6. Il résulte ainsi de ce qui précède, d’une part, que l’imputabilité au service des congés de M. A, à compter du 16 décembre 2016, est établie et, d’autre part, que la commune de Cabasse n’est pas fondée à s’y opposer au motif d’une faute personnelle de l’intéressé. Par conséquent, M. A est fondé à demander l’annulation de l’arrêté RH-2021-100 du
8 décembre 2021, ainsi que de la décision du 25 janvier 2022 rejetant son recours gracieux, sans qu’il soit besoin de se prononcer sur le moyen tiré du vice de procédure.
Sur l’injonction et l’astreinte :
7. Il résulte de l’instruction que, dans son arrêt n°23MA00268 du 28 juin 2024, la cour administrative d’appel de Marseille a enjoint au maire de Cabasse de réexaminer la demande de M. A, dans un délai de 4 mois à compter de la notification de l’arrêt précité, concernant l’imputabilité au service de ses arrêts maladie. Ainsi, compte tenu du motif qui fonde le présent jugement, il y a lieu seulement d’enjoindre à la commune de Cabasse de réexaminer la situation de M. A, dans un délai de 2 mois à compter de sa notification, à l’aune de l’annulation de l’arrêté RH-2021-100 du 8 décembre 2021 et de la décision du 25 janvier 2022.
Sur les frais liés à l’instance :
8. Dans les circonstances de l’espèce, il y a lieu de mettre à la charge de la commune de Cabasse la somme de 2 000 euros demandée par M. A au titre des frais exposés par lui et non compris dans les dépens. Les conclusions de la commune de Cabasse à ce titre sont rejetées.
D E C I D E :
Article 1er : L’arrêté RH-2021-100 du 8 décembre 2021 et la décision du 25 janvier 2022 du maire de la commune de Cabasse sont annulés.

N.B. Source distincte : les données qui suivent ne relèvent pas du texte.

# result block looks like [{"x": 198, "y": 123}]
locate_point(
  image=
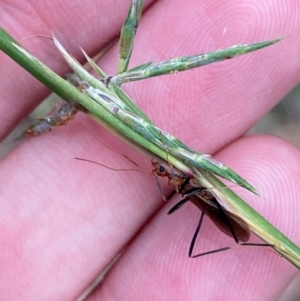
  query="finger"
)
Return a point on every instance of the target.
[
  {"x": 63, "y": 220},
  {"x": 156, "y": 264},
  {"x": 92, "y": 25}
]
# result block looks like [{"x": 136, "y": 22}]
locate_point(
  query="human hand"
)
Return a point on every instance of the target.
[{"x": 62, "y": 221}]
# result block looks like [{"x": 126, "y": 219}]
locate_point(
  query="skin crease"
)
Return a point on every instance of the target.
[{"x": 58, "y": 229}]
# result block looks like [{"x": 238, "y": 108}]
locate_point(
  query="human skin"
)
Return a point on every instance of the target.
[{"x": 62, "y": 221}]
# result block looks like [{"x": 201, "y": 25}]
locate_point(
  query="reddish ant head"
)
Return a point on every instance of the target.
[{"x": 159, "y": 169}]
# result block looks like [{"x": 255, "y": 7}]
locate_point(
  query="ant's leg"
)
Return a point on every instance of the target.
[
  {"x": 195, "y": 238},
  {"x": 177, "y": 206}
]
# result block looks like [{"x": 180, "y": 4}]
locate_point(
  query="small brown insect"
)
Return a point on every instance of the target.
[{"x": 228, "y": 222}]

Article 2 : Il est enjoint à la commune de Cabasse de réexaminer la situation de M. A dans un délai de deux mois à compter de la notification du présent jugement.
Article 3 : La commune de Cabasse versera à M. A la somme de 2 000 euros en application des dispositions de l’article L. 761-1 du code de justice administrative.
Article 4 : Le surplus des conclusions de la requête est rejeté.
Article 5 : Les conclusions de la commune de Cabasse présentées sur le fondement des dispositions de l’article L. 761-1 du code de justice administrative sont rejetées.
Article 6 : Le présent jugement sera notifié à M. B A et à la commune de Cabasse.
Délibéré après l’audience du 4 octobre 2024 à laquelle siégeaient :
M. Sauton, président,
M. Quaglierini, premier conseiller,
Mme Martin, conseillère.
Rendu public par mise à disposition au greffe le 18 octobre 2024.
Le rapporteur,
Signé
B. Quaglierini
Le président,
Signé
J.-F. Sauton
La greffière
Signé
B. Ballestracci
La République mande et ordonne au préfet du Var en ce qui le concerne ou à tous commissaires de justice à ce requis en ce qui concerne les voies de droit commun contre les parties privées, de pourvoir à l’exécution de la présente décision.
Pour expédition conforme,
Le greffier.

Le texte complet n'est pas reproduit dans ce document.